A sand fog blurs the outlines of the eclectic skyscrapers sprouting in clusters along the Gulf. For 3 days the dust has huffed & puffed & powdered us even as we put the final load of luggage in the Tahoe and left our house for the hotel where we will spend our last week in Kuwait. Since the official orders for our move came, the flurry of preparations intensified. Thanks to an amazing support group here, most of the details that usually are so stressful were arranged with minimal effort on our part. However, the one thing I most wanted to complete before leaving Kuwait was out of my control: I wanted Cristy to have the fraudulent charges against her dropped and for her to be sent home to the Philippines.
For over a year, Cristy has been detained at the Philippine Embassy shelter due to a charge by her employer that she stole her dog (difficult since she lived with the employer!) Cristy even served 4 torturous months in jail for this alleged crime she never committed. While at the shelter, Cristy became my key contact and lead teacher for Trash To Treasure. She was always there with a smile to manage the resources I brought, to teach new runaways how to make beautiful rugs, & to translate their needs to me when their English was lacking. Even after a year of living shoulder to shoulder with 300+ women in a rat & bug infested shelter, she NEVER complained. (Trash to Treasure is now providing monthly pest control to treat the infestation; the inspector nearly cried when he saw how bad it was!) Through Trash To Treasure she was able to earn a few hundred dollars, which she sent home to provide for her daughter. With the amnesty in progress, we thought at one point she would be released, then she learned that because she had no passport (her employers kept it) she would have to go through the detention center and leave as an undocumented prisoner...hadn't she been humiliated enough already???
In the last month, the labor attaché was discharged from his post under allegations of human trafficking and he was replaced by David. I have a growing and trusting relationship with David who has quickly implemented many changes to improve the care and protection of his workers. He welcomed the support of Trash To Treasure and made himself available to us on any issues. During my last meeting with him, I shamelessly asked for one parting favor: the release of Cristy so she could go home, spend summer with her daughter, then go to Singapore to work for my friends who are starting a 3 year assignment there in August. I told him I couldn't bear to go without knowing she was also free to go and resume her life. He immediately called Cristy in so he could hear her details and promised me he would get to work on her case.

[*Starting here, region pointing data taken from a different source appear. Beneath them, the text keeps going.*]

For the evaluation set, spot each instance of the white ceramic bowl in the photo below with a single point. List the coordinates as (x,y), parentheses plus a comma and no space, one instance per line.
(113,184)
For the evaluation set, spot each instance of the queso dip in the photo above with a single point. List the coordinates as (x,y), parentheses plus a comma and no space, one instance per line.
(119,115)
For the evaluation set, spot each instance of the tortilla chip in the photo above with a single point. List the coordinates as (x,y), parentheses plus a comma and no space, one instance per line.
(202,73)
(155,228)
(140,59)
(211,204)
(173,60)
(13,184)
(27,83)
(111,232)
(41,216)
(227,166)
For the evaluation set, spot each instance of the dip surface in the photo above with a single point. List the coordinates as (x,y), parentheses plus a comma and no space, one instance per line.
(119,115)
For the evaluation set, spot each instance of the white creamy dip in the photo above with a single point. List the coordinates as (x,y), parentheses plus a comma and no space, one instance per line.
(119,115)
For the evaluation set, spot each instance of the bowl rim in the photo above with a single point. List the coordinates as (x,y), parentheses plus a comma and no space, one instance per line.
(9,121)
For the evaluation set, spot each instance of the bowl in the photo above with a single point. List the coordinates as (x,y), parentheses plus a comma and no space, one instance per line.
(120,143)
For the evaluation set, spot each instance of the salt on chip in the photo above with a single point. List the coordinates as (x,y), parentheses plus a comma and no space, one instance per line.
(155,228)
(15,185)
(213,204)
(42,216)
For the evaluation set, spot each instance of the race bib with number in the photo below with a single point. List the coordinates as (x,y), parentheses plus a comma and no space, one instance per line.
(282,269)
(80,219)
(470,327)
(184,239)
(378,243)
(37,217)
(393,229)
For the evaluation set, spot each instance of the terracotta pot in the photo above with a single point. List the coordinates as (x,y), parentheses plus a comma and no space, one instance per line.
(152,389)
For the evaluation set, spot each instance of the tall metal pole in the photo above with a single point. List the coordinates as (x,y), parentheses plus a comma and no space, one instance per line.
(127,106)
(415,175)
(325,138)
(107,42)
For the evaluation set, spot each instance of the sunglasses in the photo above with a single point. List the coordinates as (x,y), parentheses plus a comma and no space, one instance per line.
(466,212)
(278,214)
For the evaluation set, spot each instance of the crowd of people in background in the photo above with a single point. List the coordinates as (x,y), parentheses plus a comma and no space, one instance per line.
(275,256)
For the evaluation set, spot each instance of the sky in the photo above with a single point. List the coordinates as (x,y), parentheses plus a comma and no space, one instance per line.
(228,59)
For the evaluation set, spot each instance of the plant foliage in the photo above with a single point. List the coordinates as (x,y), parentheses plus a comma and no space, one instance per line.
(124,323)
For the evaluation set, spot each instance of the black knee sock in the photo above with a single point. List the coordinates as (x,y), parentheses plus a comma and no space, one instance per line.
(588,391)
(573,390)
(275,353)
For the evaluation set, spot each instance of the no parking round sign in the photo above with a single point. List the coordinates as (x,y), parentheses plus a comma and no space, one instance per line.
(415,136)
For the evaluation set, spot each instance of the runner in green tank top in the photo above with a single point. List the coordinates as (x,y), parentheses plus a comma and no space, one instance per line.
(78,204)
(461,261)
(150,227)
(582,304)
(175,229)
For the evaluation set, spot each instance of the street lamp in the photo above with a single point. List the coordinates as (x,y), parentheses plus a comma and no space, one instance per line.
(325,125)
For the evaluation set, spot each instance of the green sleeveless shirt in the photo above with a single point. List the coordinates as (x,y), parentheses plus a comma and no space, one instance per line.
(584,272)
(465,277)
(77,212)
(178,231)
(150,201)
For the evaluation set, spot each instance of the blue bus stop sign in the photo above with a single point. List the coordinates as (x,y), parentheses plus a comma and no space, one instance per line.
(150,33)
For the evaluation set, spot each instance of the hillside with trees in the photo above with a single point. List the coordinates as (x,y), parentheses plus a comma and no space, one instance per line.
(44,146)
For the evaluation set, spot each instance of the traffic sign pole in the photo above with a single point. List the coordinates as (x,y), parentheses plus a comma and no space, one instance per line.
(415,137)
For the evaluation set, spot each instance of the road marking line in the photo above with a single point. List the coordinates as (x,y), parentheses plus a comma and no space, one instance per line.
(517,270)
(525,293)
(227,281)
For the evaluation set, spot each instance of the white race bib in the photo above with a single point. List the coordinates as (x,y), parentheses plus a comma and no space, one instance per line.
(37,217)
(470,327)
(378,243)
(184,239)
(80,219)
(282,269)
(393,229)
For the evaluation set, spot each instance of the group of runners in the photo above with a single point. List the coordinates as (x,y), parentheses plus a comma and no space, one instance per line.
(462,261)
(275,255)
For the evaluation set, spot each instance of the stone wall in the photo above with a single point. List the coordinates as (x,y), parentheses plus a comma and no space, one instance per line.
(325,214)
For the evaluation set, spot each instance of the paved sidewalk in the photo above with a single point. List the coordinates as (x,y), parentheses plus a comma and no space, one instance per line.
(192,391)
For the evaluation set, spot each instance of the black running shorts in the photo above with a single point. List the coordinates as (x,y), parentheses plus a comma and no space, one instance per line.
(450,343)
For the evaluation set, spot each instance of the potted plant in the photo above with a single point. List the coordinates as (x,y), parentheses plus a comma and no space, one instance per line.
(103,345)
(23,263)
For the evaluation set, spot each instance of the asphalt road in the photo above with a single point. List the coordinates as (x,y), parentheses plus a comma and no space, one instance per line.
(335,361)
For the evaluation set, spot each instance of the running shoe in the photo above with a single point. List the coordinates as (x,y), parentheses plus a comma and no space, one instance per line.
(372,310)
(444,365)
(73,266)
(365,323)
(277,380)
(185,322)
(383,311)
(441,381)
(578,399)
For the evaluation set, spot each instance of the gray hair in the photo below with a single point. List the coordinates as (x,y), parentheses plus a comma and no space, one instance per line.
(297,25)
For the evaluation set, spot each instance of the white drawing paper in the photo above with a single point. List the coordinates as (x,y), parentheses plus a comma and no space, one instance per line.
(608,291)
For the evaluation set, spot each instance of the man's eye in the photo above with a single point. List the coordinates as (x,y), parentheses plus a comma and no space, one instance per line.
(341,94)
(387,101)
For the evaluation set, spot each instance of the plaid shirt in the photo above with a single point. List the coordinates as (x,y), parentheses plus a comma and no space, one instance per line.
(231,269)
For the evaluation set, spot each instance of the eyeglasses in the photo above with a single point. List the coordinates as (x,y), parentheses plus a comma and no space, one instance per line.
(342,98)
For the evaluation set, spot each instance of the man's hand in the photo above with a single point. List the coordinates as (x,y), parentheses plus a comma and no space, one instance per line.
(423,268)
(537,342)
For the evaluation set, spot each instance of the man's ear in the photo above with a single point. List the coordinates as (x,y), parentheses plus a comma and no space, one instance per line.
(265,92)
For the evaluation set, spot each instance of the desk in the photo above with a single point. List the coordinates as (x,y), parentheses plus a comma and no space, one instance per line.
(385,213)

As the movers were packing up the last of our possessions, I got a call from David to tell me Cristy had her airline ticket for the NEXT day! He'd gotten the legal case erased, produced travel documents and she would fly as a free woman, not as a prisoner! I wept with joy then, and when I went to the shelter to say goodbye. For both of us now, we were free to go!
Now part of me wants to race to the departure lounge at the airport and part of me wants to stay and start a rescue operation for the maids who are still trapped by fear and abusive employers. The paper today had a front page story of two maids who tied sheets together and escaped from a 3rd story window of the home where they worked and took a taxi to the embassy shelter where I worked. They were discovered missing and 5 of the men in that family raced to the shelter to try to get the girls back. They assaulted the guard at the gate and battered the fleeing housemaids who were just arriving. They felt they owned the women and were incensed that they would dare to leave their clutches even though they had not been paid for months and had been forced to work 20 hour days. The women are now safe and charges have been pressed. Once again, we wait for the slow turning wheels of justice and pray the healing of these women will begin.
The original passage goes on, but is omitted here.